Pour tenter d'apporter un brin d'originalité à une critique qui arrive après des millions d'autres (j'ai presque envie d'abandonner, c'est dire), je soulignerai des comparaisons entre ce film et le livre homonyme, les deux oeuvres ayant été écrites en même temps et chacune à la fois par Kubrick et Clarke (avec une influence plus forte du réalisateur pour le film et de l'écrivain pour le livre, bien entendu). A ma connaissance, c'est un cas pratiquement unique, deux oeuvres parallèles, c'est à dire qu'aucune des deux n'est l'adaptation de l'autre.
J'ai déjà dit ici tout le bien que je pense du livre: https://www.senscritique.com/livre/2001_L_Odyssee_de_l_espace/critique/8733796
Le film est cependant à voir une première fois avant, pour garder au moins un bref moment le mystère voulu par Kubrick, et une seconde fois après, ce qui permet aux images de prendre un nouveau sens.
A première vue, de la confrontation des deux, le film semble partir perdant. La précision scientifique de Clarke, qui confine à la hard-science, ne peut être traduite entièrement en images, même si elle reste présente à travers les formidables maquettes de vaisseaux et le respect presque inédit à Hollywood des règles physiques les plus basiques (le silence spatial, bordel !). Aucune voix-off n'est utilisée (et c'est tant mieux) et les dialogues eux-mêmes se révèlent somme toute bien rares, accentuant la perte du spectateur. Tout juste nous offre-t-on une astuce scénaristique sous forme d'interview télévisuelle pour comprendre qui est Hal, l'intelligence artificielle guidant le vaisseau Discovery One en direction de Jupiter.
Or l'apport scientifique de Clarke, loin d'être assommant, ouvrait les yeux du lecteur sur l'infini du cosmos, la solitude de l'homme et son insignifiance frôlant la mauvaise farce. Mais plutôt que d'offrir un film qui n'informerait le spectateur que de manière approximative, Kubrick va jusqu'au bout du concept. On regarde et on se tait. Le cinéma est art du mouvement ? et bien bougez ! Dansez sur les ellipses cosmiques aussi sombres que muettes ! Le visuel devient message, l'épique et l'astrophysique, supports luxueux pour la fable métaphysique. Que ce soit à partir de tableaux à la symbolique géométrique (le cercle symbolise dans le film l'humanité et le rectangle ce qui lui est supérieur) ou de la valse des corps et des vaisseaux, 2001 offre un spectacle sensoriel tour à tour apaisant et galvanisant.
Dans cette optique, la désincarnation de Dave, le héros de la troisième partie, a du sens, même si j'avoue avoir personnellement du mal avec un personnage interprété de façon quasi-monolithique et dont on ne sait pratiquement rien.
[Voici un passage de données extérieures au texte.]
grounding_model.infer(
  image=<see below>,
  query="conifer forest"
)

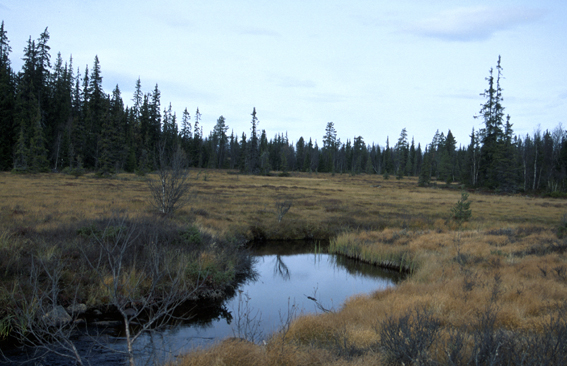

Mais pour Kubrick, Dave importe peu, il n'est qu'un avatar de l'humanité dans lequel n'importe qui est censé pouvoir se glisser (un peu comme ces personnages muets et en vue subjective dans certains jeux vidéo... mais là non plus ça ne marche pas pour moi).
Enfin, si les dernières minutes du film exposent parfaitement le message du film dans une grandiose ode mystique, avouons que le passage qui le précède est bien trop long et visuellement décevant par rapport au reste du film. Kubrick tente de résumer l'incroyable passage interdimensionnel de Clarke par des effets pyrotechniques, certes incroyables pour l'époque, et des images en négatif... Mouais.
Malgré tout, 2001 est un spectacle visionnaire avec lequel aucun space-opéra actuel ne peut soutenir la comparaison. Une orgie musicale et visuelle qui tire pleinement parti de son media et qui continuera à l'influencer tant qu'il y aura des rêves et des salles obscures.